VIDEO: TRID Optional Signature Line

VIDEO: TRID Optional Signature Line

In this Compliance Clip (video), Adam discusses the requirements for having a signature line on the LE and CD. While many financial institutions may not have thought about whether this is required or not for some time, it might be a good idea to revisit the rules to ensure things are being done correctly.


Video Transcript

The following is a transcript of this video.

This Compliance Clip is going to talk about the optional signature line on TRID disclosures. The question we have here is this: Can a creditor require a consumer to sign and return the Loan Estimate or the Closing Disclosure? In other words, can we have a signature line on the Loan Estimate and can we have a signature line on the Closing Disclosure, or maybe you're wondering if a signature line is even optional?  So let's take a look at where the answer for this comes from. 

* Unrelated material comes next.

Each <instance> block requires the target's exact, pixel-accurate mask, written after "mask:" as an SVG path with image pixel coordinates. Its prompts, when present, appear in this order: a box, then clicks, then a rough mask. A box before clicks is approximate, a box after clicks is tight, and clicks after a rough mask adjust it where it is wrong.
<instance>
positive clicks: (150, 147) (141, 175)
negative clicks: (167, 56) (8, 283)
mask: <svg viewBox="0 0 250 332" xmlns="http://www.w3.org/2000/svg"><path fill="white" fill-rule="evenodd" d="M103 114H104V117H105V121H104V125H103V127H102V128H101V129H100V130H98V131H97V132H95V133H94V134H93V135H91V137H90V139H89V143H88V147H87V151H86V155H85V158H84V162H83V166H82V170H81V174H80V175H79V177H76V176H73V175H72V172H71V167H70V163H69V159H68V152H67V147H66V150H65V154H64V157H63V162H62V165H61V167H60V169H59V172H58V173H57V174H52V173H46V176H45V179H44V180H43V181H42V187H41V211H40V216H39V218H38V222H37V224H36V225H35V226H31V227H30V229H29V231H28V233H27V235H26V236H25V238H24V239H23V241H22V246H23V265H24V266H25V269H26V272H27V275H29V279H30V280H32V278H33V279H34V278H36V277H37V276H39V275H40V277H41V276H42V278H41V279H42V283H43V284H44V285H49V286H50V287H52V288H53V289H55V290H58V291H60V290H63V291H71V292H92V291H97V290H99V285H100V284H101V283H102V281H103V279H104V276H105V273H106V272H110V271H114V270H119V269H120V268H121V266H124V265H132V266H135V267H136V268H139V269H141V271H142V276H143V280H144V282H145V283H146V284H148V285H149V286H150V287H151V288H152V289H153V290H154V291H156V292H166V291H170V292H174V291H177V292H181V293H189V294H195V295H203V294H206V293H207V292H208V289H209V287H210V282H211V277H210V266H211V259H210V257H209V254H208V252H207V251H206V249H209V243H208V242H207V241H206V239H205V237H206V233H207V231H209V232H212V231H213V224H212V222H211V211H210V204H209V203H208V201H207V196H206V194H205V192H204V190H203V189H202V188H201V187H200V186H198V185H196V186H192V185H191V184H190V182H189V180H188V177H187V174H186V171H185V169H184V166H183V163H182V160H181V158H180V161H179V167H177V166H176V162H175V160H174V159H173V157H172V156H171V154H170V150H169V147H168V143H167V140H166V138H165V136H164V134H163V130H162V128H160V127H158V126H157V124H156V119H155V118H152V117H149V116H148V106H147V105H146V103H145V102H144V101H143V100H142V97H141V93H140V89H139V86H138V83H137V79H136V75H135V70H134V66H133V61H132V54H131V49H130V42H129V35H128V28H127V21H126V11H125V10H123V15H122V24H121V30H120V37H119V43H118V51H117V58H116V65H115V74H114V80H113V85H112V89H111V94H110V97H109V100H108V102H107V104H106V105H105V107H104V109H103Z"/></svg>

The answer of course comes from the TRIP-RESPA Integrated Disclosures Frequently Asked Question No. 1 which talks about the optional signature line and it also comes directly out of Regulation Z in Section 1026.37. So let's take a look at a couple of excerpts that talk about this and give us the answer to our question.

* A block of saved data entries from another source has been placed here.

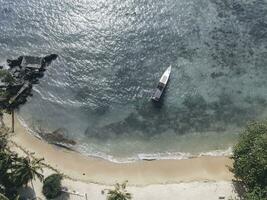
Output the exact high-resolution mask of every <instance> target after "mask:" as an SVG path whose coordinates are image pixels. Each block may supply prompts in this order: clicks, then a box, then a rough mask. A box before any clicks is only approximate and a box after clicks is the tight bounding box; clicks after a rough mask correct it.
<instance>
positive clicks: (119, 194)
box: [102, 181, 132, 200]
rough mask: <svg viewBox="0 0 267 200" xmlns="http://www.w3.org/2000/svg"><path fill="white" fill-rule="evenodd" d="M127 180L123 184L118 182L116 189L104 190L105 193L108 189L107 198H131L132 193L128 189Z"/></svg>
mask: <svg viewBox="0 0 267 200" xmlns="http://www.w3.org/2000/svg"><path fill="white" fill-rule="evenodd" d="M126 185H127V181H125V182H123V183H122V184H119V183H116V184H115V187H114V189H106V190H103V191H102V194H105V192H106V191H107V200H131V199H132V195H131V193H129V192H127V190H126Z"/></svg>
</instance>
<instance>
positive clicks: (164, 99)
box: [151, 79, 171, 109]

First and foremost, it is important to understand that the signature line is optional, it's not required. So if your financial institution doesn't require the signature line, that's okay. But we'll take a look at some of the requirements if you don't offer the signature line

Here's what Regulation Z says in Section 1026.37(n). It says this, “The creditor may include a line for the signatures of the consumers in the transaction, under the master heading of the Loan Estimate form and under the heading Confirm Receipt.” So for the Loan Estimate, this is where our rules are coming from. You are permitted to include the signature line.

Now it says here that if the creditor includes a line for the consumer signature, a disclosure must be written above the signature line, and this disclosure must say that “By signing, you are only confirming that you have received this form. You do not have to accept this loan because you have signed or received this form.” If your financial institution has a signature line on your Loan Estimate, make sure that this disclosure is listed above the signature line, because this is a requirement of Section 1026.37(n) of  Regulation Z.

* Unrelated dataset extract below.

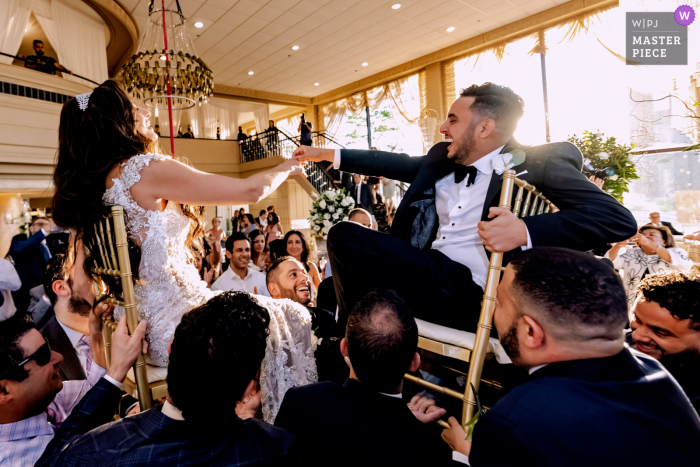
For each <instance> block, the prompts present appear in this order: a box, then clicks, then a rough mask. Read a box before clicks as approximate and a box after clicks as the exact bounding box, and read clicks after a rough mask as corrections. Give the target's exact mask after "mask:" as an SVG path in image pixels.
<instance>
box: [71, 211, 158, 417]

Now they go on to say that if the creditor does not include a line for the consumer’s signature, the creditor must disclose the following statement under the heading “Other Considerations”, labeled “Loan Acceptance.” So, if you do not have a signature line, you should have this disclosure. A disclosure that says, “You do not have to accept this loan because you have received this form or signed a loan application.”

Rules are slightly different whether you have a signature line or you do not have a signature line specifically on the Loan Estimate, but the rules of course for the Closing Disclosure are substantially similar and essentially the same thing.

Now, we take a look at 1026.37(o)(1)(i) and 1026.38(t)(1)(i). The rules say this, “The creditors shall make the disclosures required by this section clearly and conspicuously in writing and in a form that the consumer may keep. The disclosures shall be grouped together and segregated from everything else.” So the key there is that the disclosures must be provided in a form the consumer may keep because Optional Signature Line Frequently Asked Question No.1 gives us an example of what is a form the consumer may keep. Because if you're requiring a signature line and you're requiring them to return that form, you may be violating this rule.

Frequently Asked Question No. 1 says this, “A creditor may require a consumer to return a signed copy of the closing disclosure.” So you're permitted to return a signed copy of a Loan Estimate and you're permitted to require a signed copy of the Closing Disclosure. It's not required, but it is permitted. However, if you do this Frequently Asked Question No. 1 says, :The creditor must ensure that the consumer receives at least one copy of the closing disclosure in a form that the consumer may retain, no later than three business days before consummation.” And of course, the rules for the Loan Estimate are substantially similar. Consumers must receive a copy of the form that they may keep. You can't require them to return all the copies. 

That goes on to say that if the consumer receives only one copy of the Closing Disclosure, which would also apply to the Loan Estimate, and the creditor requires a consumer to sign and return that copy then the consumer has not received the disclosure in the form that the consumer may keep. So, if you're requiring a signature on your Loan Estimate or Closing Disclosure, make sure you're complying with these rules. If you're not requiring a signature, make sure you have the proper disclosure listed. 

That's it for this Compliance Clip. It's kind of a deep dive into TRID  going over one of the finer points of trade that we've probably not thought about in some time, but I always think it's a good idea to revisit some of these rules. So make sure you're doing this correctly in your financial institution.